The two-day WineaPAWlooza, a benefit for St. Helena’s Jameson Animal Rescue Ranch, raised $1.4 million on Friday and Saturday to help save and shelter animals.
For the first time, the event was split into two days, with Friday’s main auction event held at Nine Suns. On Saturday, the evening’s events started with the tasting of red wines from 48 local wineries and producers, along with a large amount of vegan food served as “finger food” at the Gamble Family Vineyards property in Oakville.
Of the $1.4 million, $300,000 was raised for disaster relief for Jameson Animal Rescue Ranch (JARR), which runs nine programs in 10 counties. On Tuesday, JARR co-founder Monica Stevens was on the phone, trying to get 30 dog cages moved from Lower Lake to the emergency shelter at Middletown High School, where many of those evacuated from the Lake County wildfires were staying.
On Saturday night, Tom Gamble was on stage with David and Monica Stevens, JARR co-founders. Gamble and his wife Colette have been hosts of Wineapawlooza since it began five years ago. Tom Gamble spoke hesitantly because he said he “was getting choked up because I see smoke over there,” referring to the state’s numerous wildfires, including those burning in Lake County, Redding, Berryessa Highlands and in Ukiah.
“October 8th will live in infamy,” he said, referring to the beginning of last year’s Atlas, Tubbs and Nuns wildfires that burned 145,000 acres, killed 31 people and destroyed 7,759 buildings and properties through Napa, Sonoma and Solano counties.
“Tonight, the Fund-A-Need is about disaster preparedness, to save pets and animals,” Gamble said.
He then told a story from 12 years ago, when he and others were on horses in the middle of 10,000 acres, trying to save a herd of cattle from a wildfire. “We couldn’t outrun the flames, so we had to turn them into the flames. The horses didn’t want to do this, the cattle didn’t want to do this,” he said. “But we did it, we saved the cattle. We didn’t know where the rest of the cattle were, but later we found out that CalFire had saved them.”

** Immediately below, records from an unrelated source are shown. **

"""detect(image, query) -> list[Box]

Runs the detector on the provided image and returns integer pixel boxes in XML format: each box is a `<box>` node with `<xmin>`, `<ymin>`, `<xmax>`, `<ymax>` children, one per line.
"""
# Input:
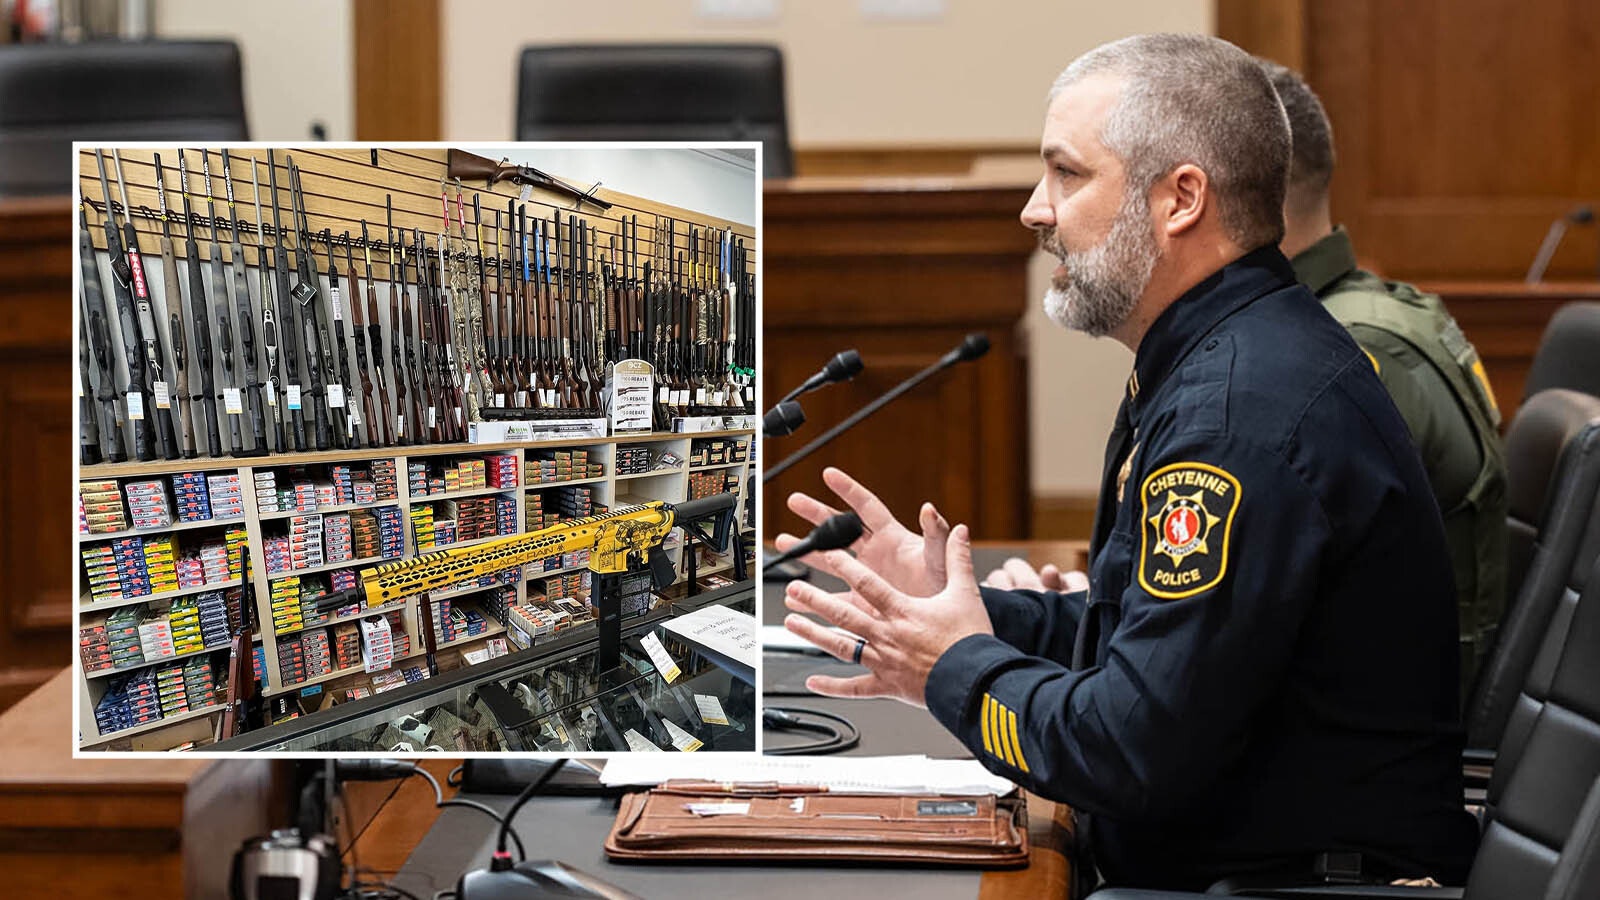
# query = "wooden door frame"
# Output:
<box><xmin>352</xmin><ymin>0</ymin><xmax>442</xmax><ymax>141</ymax></box>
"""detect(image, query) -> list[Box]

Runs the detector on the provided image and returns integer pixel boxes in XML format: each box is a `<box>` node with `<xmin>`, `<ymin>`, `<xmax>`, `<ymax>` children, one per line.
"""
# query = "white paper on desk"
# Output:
<box><xmin>600</xmin><ymin>755</ymin><xmax>1014</xmax><ymax>797</ymax></box>
<box><xmin>761</xmin><ymin>624</ymin><xmax>862</xmax><ymax>655</ymax></box>
<box><xmin>660</xmin><ymin>606</ymin><xmax>757</xmax><ymax>669</ymax></box>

After Gamble’s story, Monica called a huge group of people to the stage – those who worked with Jameson to save animals during last October’s wildfires.
Auctioneer Fritz Hatton asked the crowd for donations to the Fund-A-Need lot. They started slowly at the $10,000 level and then when Hatton asked for $1,000 donations, 14 people raised their programs. “Who else at $1,000?” he asked. The crowd applauded as Hatton collected donations at the $500, $250 and $100 level. “Who can’t give $100?” he asked. “Last call.”
The local rock ‘n’ roll band, Wristrocket, founded by vintner Jeff Smith and made up of people in the wine industry, including David Stevens, played a dozen songs for 90 minutes – much to the crowd’s delight. And three people paid between $2,500 and $3,500 each for the possibility of stardom as they joined the band on stage, ringing cowbells in Wild Cherry’s “Play That Funky Music.”
The 19 auction lots and raffle raised $1.1 million both nights.
But, it was Saturday’s “famous” pet parade, featuring 10 adoptable and adorable dogs that stole this reporter’s heart.
Sportscaster Bonnie-Jill Laflin announced the entrants in the pet parade and wrote on Twitter that she had a “wonderful time” being an MC. “Love being an ambassador for this phenomenal rescue.”
Those leading the pets across the stage were Tom Archambault, Deassa Binstock, Brenda Burke, Kelly Carter, Andrea Jordan, Health Leake, Bergen Verdu, Amanda Vollstedt and Courtney Wilson.